Los grupos donde se presenta la mayor prevalencia de la enfermedad son los lactantes y los preescolares, siendo en adultos una enfermedad poco frecuente. Lo anterior se sugiere por la mayor exposición a los hospederos intermediarios (Neira, Jofré, y Muñoz, 2008).
La parasitación se produce mayoritariamente en animales mayores de un año, con una mayor prevalencia en gatos que en perros. Los animales parasitados deben ser tratados una vez cada tres meses, y a modo de prevención, iniciar la desparasitación a los cuatro meses de vida. Para evitar la infección de los hospederos intermediarios, se sugiere el uso de collar antipulgas (duración 3 meses) y mantener una higiene de mascotas (Neira, Jofré, y Muñoz, 2008).
La prevención de esta teniasis se basa principalmente en la educación a la población en cuanto a la manipulación de excretas de las mascotas y el tratamiento de aguas servidas, además de la tenencia responsable de mascotas. Es necesario, además el aseo en los patios e interior de las casas (Torres, 2008).
Otros (Toxocariasis)
Enfermedad más conocida con el nombre de Larva migrante visceral [LMV], producida por Toxocara canis y Toxocara catis. Se trata de una enfermedad crónica más común en niños y se produce por la migración de estados larvales de esta especie dentro de los órganos del cuerpo (Torres, s.f.).
Las especies de Toxocara son nemátodos geohelmintos de cuerpo cilíndrico y no segmentado, que mide entre 5 y 15 cm de longitud. Sus huéspedes definitivos son el perro (Toxocara canis) y el gato (Toxocara cati), en cuyos intestinos delgados se desarrolla el estado adulto. Las larvas son eliminadas por las heces de estos animales, iniciando su desarrollo en la tierra. El hombre es huésped accidental al ingerir tierra que contenga el huevo larvado (Ardiles, Chanqueo, Reyes y Araya, 2001).
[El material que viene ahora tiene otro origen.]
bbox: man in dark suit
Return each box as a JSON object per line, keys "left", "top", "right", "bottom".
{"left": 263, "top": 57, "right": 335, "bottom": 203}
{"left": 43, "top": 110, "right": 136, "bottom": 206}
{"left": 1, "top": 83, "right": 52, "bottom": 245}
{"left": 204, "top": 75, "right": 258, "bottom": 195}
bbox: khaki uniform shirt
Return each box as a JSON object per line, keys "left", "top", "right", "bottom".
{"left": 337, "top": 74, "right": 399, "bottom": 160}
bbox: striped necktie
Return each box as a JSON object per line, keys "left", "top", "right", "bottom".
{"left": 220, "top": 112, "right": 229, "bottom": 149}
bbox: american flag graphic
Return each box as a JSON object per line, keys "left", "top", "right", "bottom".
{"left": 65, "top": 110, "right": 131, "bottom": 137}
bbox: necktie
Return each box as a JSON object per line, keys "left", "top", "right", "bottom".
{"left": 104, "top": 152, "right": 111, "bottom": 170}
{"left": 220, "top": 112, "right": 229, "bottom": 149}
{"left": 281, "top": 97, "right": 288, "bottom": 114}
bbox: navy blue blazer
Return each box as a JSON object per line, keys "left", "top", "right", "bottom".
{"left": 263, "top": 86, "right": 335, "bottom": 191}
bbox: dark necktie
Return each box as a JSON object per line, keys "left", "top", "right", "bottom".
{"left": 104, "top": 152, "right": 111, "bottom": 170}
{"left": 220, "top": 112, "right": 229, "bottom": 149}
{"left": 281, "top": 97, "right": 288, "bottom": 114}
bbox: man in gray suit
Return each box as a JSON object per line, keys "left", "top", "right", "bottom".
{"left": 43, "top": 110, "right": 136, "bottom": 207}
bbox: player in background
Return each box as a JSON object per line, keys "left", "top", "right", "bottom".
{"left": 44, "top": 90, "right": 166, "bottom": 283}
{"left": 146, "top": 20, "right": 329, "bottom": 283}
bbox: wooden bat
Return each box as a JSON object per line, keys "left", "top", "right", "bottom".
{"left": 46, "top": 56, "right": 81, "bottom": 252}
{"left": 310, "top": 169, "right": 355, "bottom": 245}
Los más afectados son los cachorros menores de seis meses, siendo esta edad la más crítica para la infección a humanos. Se conocen tres tipos de evoluciones: LMV, Larva Migrante ocular y Toxocariasis oculta.
El daño se produce por el paso mecánico del parásito por los tejidos y la respuesta inmune que genera. Sin embargo, en niños escolares, donde se desarrolla el estado visceral, las larvas se asientan en distintos tejidos, produciendo síntomas de acuerdo al lugar en que se ubiquen (Triviño, Bedregal, Torres, Canales, Alvarado, y Hernández, 1999).
La forma ocular es casi exclusiva de la edad infantil, donde la larva migra al ojo y muere provocando serias reacciones inflamatorias. Si no es diagnosticada y tratada a tiempo puede producir ceguera (Triviño, et al., 1999).
El tratamiento básico de la Toxocariasis canis debe ser, en principio, su prevención mediante el periódico control veterinario de los perros, sobre todo cachorros, lo que implica el tratamiento periódico con antihelmínticos para eliminar los gusanos de su intestino delgado. Además de seguir con las recomendaciones hechas por la Conferencia Nacional de Control de Perros y Gatos de Estados Unidos y la Organización Nacional de la Salud [OMS] (Torres, s.f.).